Giter Club home page Giter Club logo

Comments (15)

Rikorose avatar Rikorose commented on August 29, 2024

Hi there, could you send me the training log as well as the config file used for training. Are you sure the model fully converged? Did you make sure to choose the model based on the best validation loss? What is the batch size? Were there any NaNs in the training run? Which exact commit was used for training?

AdamW and Adam should not make a huge difference. I will double check if which one was used.

3 seconds should be fine. In each epoch, a different 3 seconds window will be used. I may have made some changes since then, e.g. handling shorter (than 3s) training samples.
100 RIRs should be fine, they are getting randomly sampled.

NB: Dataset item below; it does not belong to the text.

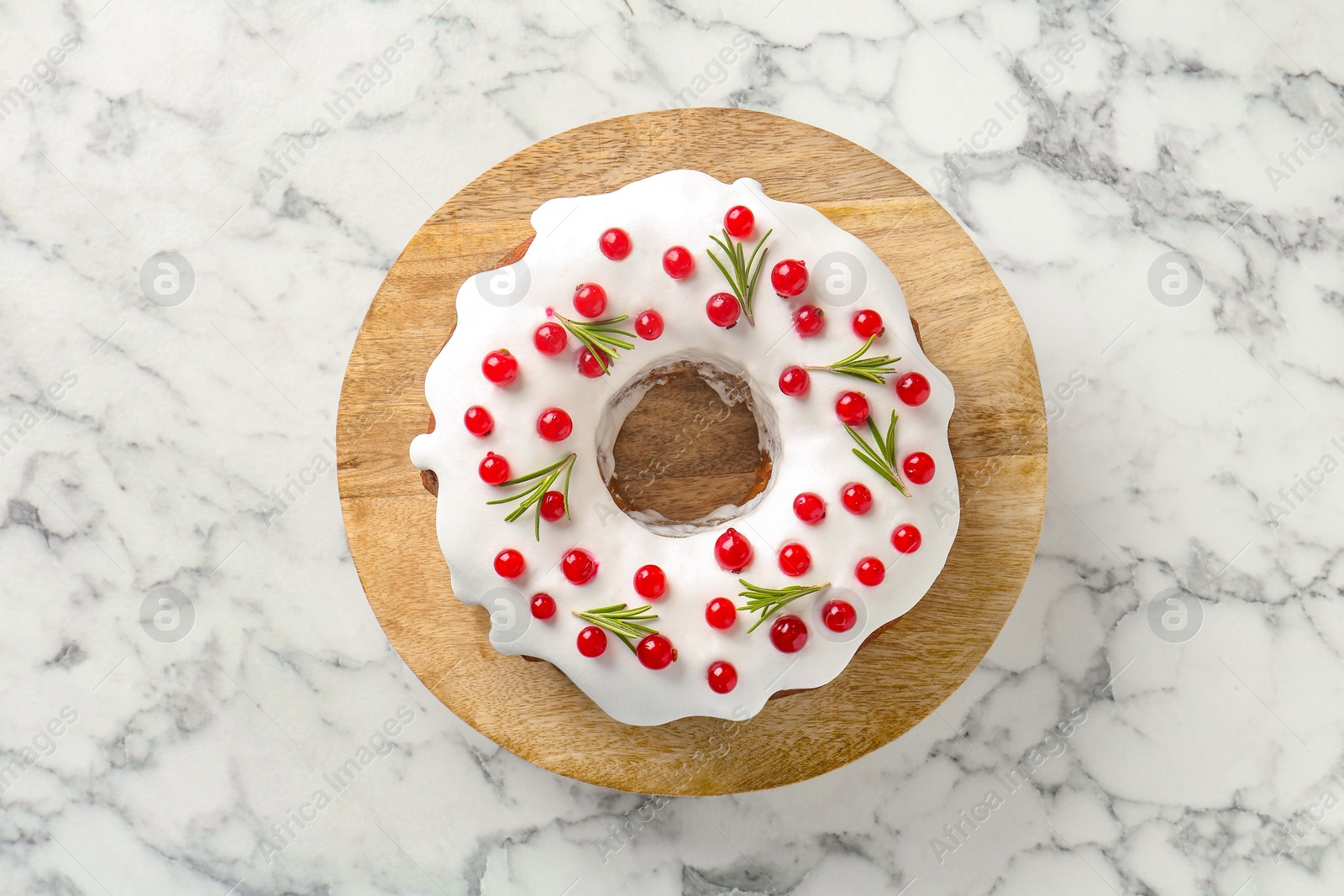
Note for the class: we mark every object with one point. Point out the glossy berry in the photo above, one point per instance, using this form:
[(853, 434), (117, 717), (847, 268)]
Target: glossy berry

p_reverb is the reverb probability during training. Since VCTK is non-reverb, this should not have a large impact. The conv_lookahead is a different lookahead (i.e. in the convolutions) than the df lookahead. The overall latency should be no more than 30 ms which is less compared to PercepNet or DCRNN.

from deepfilternet.

rohithmars avatar rohithmars commented on August 29, 2024

Hi,

Thank you for the reply.

Please find attached the log and config.ini
train.log
config.zip

So you mean to say even if the number of speech samples and number of noise samples, differ, it is okay? or should i oversample to match them?

As we had discussed before, nan occurs. But then i restart the training from previous epoch.

from deepfilternet.

Rikorose avatar Rikorose commented on August 29, 2024

The numbers of clean and noise samples may differ since they are randomly mixed at training time. One thing that I changed for better robustness in multi-speaker scenarios is sampling a different speech sample if the first one is shorter than 3 s. This may cause an performance drop.
It can be disabled by setting the probability to zero:
https://github.com/Rikorose/DeepFilterNet/blob/main/pyDF-data/src/lib.rs#L232

Also, we did not include the singing voice dataset, since it is correlated with the music that is also included in the noise sets, as well as the emotional speech due to worse recording quality.
How did you do your train/validation/test split?

The original model was trained in a different repository which I cleaned up for publishing. Maybe I cleaned up too much or introduced a bug somewhere during the refactoring process which causes a performance drop. I will need to double-check.

from deepfilternet.

rohithmars avatar rohithmars commented on August 29, 2024

Hi,

I had included the singing and emotional speech in my target. But the contribution from these data is small compared to read speech from DNS. Split is similar to 75%/15%/15%.

Also, did you include VCTK trainset as part of your training data? or is it only DNS dataset?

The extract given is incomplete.